Is anyone actually using UCS Central in a production environment?

 

As a whole it is buggy and has lots of quirks.. If you are using in a production environment can you give details on how many UCSM are connected to it?

 

Thanks in advance. 

3 Replies 3

Walter Dey
VIP Alumni
VIP Alumni

Hi Eric

This is a valid question ? and there are many options that may impact the answer, e.g.

- green field / brown field setup ?

- do you require global service profiles (and therefore pools....)

I always recommend customers to introduce UCS Central in a non business critical fashion (brown field) ; e.g. consolidation of inventory, errors, maybe global NTP, DNS configuration, UCS backups. No global SP, pools,....

Once they feel comfortable, they could extend the functionality, eg. loading firmware and distributing to UCS domains, global SP and pools,....

UCS Central 1.3 introduced html v5, which is nice, but I was seeing a few caveats; going back to the old interface.

Walter.

you answered the question, even you don't have full confidence in ucs central to push it as a global production solution from the start. =)

Paul O'Leary
Level 1
Level 1

I do, and I finished a Greenfield project last year where it was instrumental in the success. I had 4 sites in 3 countries with 150+ pieces of Cisco gear to run VMware on.

The kicker was that I used the UCS Emulator with UCSC to do the testing of all the environments and define the profiles and taxonomy. It was sensational.

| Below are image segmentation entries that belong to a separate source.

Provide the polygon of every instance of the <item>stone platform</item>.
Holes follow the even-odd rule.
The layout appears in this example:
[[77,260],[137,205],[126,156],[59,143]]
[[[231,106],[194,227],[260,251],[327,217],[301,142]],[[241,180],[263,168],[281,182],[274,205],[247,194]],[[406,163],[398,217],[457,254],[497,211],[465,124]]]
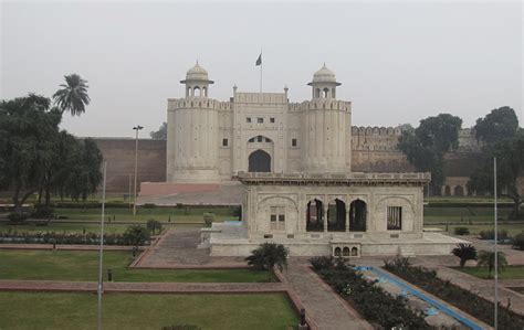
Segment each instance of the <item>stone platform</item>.
[[[275,242],[285,245],[291,256],[321,256],[331,255],[332,245],[359,246],[360,256],[425,256],[425,255],[449,255],[451,249],[459,243],[468,241],[451,237],[441,233],[422,233],[420,238],[380,239],[373,235],[364,234],[361,238],[340,239],[345,233],[307,233],[307,235],[294,235],[293,238],[250,238],[242,223],[214,223],[209,234],[211,256],[249,256],[251,251],[265,242]],[[312,238],[315,235],[317,238]],[[317,236],[318,235],[318,236]],[[334,236],[338,235],[337,238]]]

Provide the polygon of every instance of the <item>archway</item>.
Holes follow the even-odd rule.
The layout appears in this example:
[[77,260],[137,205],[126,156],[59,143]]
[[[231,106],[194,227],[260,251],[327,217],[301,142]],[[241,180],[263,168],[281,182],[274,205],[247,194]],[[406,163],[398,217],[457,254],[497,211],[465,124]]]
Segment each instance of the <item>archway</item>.
[[324,204],[318,200],[307,203],[306,210],[306,231],[324,232]]
[[366,231],[366,202],[363,200],[355,200],[349,204],[349,231]]
[[339,199],[327,204],[327,231],[344,232],[346,230],[346,203]]
[[450,196],[451,195],[451,188],[449,185],[444,187],[444,195]]
[[271,156],[264,150],[256,150],[249,156],[250,172],[271,172]]
[[457,185],[453,189],[453,195],[455,195],[455,196],[463,196],[464,195],[464,189],[462,188],[462,185]]

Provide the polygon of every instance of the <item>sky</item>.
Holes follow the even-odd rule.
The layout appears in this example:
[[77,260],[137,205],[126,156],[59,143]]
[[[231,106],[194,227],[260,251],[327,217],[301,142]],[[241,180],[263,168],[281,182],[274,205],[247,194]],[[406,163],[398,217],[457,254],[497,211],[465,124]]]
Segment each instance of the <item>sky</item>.
[[258,92],[261,51],[263,92],[287,85],[291,102],[325,62],[355,126],[450,113],[471,127],[501,106],[524,120],[521,1],[0,1],[0,99],[51,97],[77,73],[92,102],[61,126],[81,137],[147,137],[197,58],[210,97]]

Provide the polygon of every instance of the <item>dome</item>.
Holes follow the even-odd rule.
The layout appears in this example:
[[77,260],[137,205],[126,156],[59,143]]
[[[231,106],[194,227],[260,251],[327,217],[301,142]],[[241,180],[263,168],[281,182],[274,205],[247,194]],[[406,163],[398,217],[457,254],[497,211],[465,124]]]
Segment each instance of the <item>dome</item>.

I literally had ever site up and operational for OS deployment within 24 hours (northbound and SAN connectivity) due to the fact with UCSC you just allocate the UCSM to the right leaf and voila - all policies, VLANs, profiles etc are pushed. 

Absolutely brilliant.

The NTP bug was also a point where touching the NTP settings in a single spot made it easier to add and remove rather than the fat Java client or CLI.

I do not use Firmware Catalogs or upgrades via UCSC - i prefer to keep those entirely subject to local change management. Everything else is enabled via UCSC.

 

One caveat - It's a bear if you need to alter a fabric IP for a cluster. Still working around that in one site since the 'Official' option is basically to completely remove the config from a  UCS (stupid requirement). So i'm looking at kludges to that to avoid.

But overall, really a great tool if you are managing a multitude of sites in locations remote, or many many stacks with requirements for consistent conventions for infrastructure policies (which we all should have!)